The site was easily accessible under Saddam even as he violently oppressed Shi’ites and imposed a mostly secular rule.
Shi’ite militiamen armed with automatic weapons and dressed in black uniforms now impose a security cordon extending hundreds of meters around the shrine.
Most gunmen belong to the ‘Peace Brigades’ of powerful Shi’ite cleric Moqtada al-Sadr, whose Mahdi Army was accused of operating death squads targeting Sunnis a decade ago. A charge it denied.
Blast walls and metal gates block movement around the shrine. Storefronts inside the security perimeter are shuttered or abandoned. The only activity is from patrolling guards and pilgrims who are bussed in.

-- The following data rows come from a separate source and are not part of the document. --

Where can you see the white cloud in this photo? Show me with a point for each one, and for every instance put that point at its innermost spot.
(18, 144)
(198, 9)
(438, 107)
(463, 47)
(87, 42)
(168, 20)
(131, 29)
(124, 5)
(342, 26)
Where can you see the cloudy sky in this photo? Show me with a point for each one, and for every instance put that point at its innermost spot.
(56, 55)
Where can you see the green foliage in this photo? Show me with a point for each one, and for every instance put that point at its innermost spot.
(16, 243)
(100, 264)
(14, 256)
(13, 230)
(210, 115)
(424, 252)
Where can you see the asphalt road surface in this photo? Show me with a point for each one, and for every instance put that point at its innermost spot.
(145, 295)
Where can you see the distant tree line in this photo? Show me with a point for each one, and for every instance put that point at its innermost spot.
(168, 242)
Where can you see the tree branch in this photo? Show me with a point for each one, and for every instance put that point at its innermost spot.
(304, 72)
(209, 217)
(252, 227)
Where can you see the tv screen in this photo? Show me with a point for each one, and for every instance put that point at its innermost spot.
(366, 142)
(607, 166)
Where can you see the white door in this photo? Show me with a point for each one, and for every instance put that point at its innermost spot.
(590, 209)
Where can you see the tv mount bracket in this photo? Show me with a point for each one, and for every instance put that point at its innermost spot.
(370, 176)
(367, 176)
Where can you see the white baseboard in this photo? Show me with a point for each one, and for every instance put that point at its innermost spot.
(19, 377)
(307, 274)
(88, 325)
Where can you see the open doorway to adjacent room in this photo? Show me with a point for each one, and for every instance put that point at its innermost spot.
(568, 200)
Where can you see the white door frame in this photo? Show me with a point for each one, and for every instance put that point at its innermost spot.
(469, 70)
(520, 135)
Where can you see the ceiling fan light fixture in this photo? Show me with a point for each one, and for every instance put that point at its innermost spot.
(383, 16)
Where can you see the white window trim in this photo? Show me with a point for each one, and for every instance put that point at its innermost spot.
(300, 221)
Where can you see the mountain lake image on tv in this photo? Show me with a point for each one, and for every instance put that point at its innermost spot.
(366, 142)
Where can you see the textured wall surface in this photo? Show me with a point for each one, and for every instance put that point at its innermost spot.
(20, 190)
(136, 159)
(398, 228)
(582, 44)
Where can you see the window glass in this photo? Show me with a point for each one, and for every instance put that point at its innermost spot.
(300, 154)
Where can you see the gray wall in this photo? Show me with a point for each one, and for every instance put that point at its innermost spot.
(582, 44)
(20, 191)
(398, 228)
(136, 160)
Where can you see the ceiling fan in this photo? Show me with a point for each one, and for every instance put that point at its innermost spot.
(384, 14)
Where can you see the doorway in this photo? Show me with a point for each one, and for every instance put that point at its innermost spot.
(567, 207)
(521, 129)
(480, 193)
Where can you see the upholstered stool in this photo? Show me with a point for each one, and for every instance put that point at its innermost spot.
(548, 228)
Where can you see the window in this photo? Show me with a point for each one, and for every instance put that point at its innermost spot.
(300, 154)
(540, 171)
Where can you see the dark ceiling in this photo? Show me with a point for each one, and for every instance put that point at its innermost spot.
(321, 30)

After Islamic State’s advance, militiamen surged to protect the site, sparing Samarra the destruction and mass displacement of other Sunni-populated areas further north and west.
Yet the government’s reliance on Shi’ite militias and volunteers rather than the ineffectual national army as a unifying military force has deepened sectarian mistrust.
The Peace Brigades now conduct high-profile patrols in urban areas around the shrine, run joint police checkpoints along the road from Baghdad and hold an 85-km-long front-line nearby.
The U.S.-led coalition launching air strikes against Islamic State, which split from and overtook al Qaeda in recent years, said the insurgents would not threaten Samarra on the tenth anniversary of the attack.
“We could see (car bombs). They’re capable of launching rocket attacks ... but as far as amassing forces, they don’t have the capability before we would interdict them,” U.S. Army Captain Chance McCraw, an intelligence officer, said last month.
Hussein Sharifi, a former lawmaker from southern Iraq now fighting with the Peace Brigades, said there were attacks and casualties daily at the front-line 30 km west of Samarra.
“We’ve taken into consideration the range of mortars and rockets that might reach us (at the shrine),” he said during a visit. “The enemy cannot reach the city. We have secured it completely.”